Finish your body inventory by wiggling your toes and feeling them strain against the inside of your shoes, or pressing on the floor. Then open your eyes.
So what possible benefit could come from this exercise?
Part of what we’re doing with this body inventory is giving our mind a break from the swirl of thoughts that are constantly coming at us throughout the day- what just happened, what’s coming next, what could happen, what should have happened. We’re taking a moment to notice what is, right now. It can be fantastically relaxing and de-stressing.
I’ve taught GM’s to do this, mitigation managers, even technicians, and without fail, they always find immediate value in it. Occasionally, Brandon and I will even start a session with clients doing a three minute body inventory.

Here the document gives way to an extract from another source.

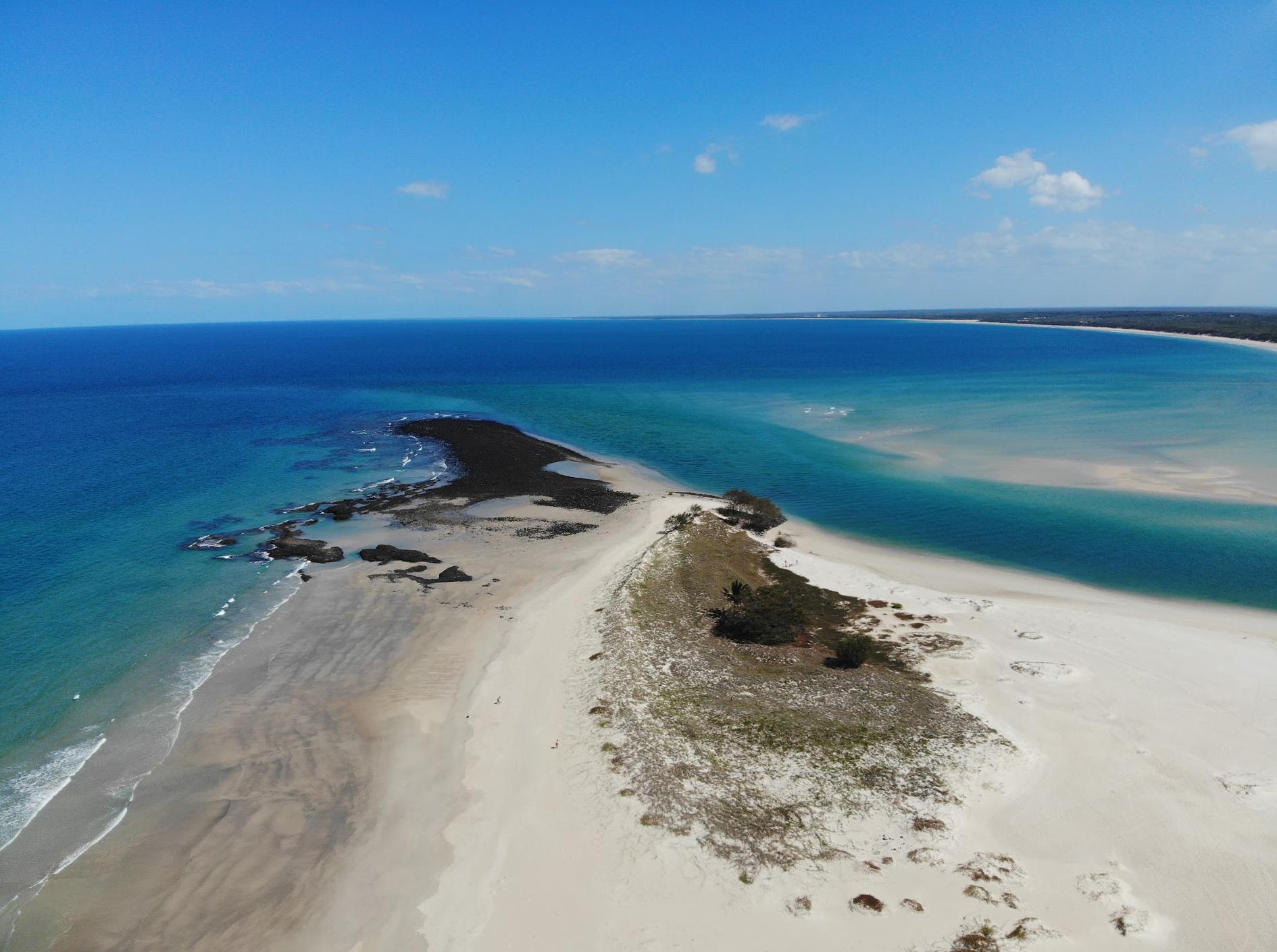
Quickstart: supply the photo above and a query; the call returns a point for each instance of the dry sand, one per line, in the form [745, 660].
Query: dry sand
[383, 768]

One of the foundational principles of mindfulness is to exercise control over our mind and thoughts, rather than our thoughts and our mind controlling us. We want to be in the practice of responding to our circumstances and interactions, rather than reacting to them.
How many of us have hit reply-all with an angry response, fired an employee, or chewed out our team, only to regret (or grieve) that reaction and its consequences later?
As we train ourselves to slow down, and respond to the things that come at us, we get to consider our options, and choose the most effective one. Our leadership leaves less of a toxic residue behind, and there’s less carnage in our wake.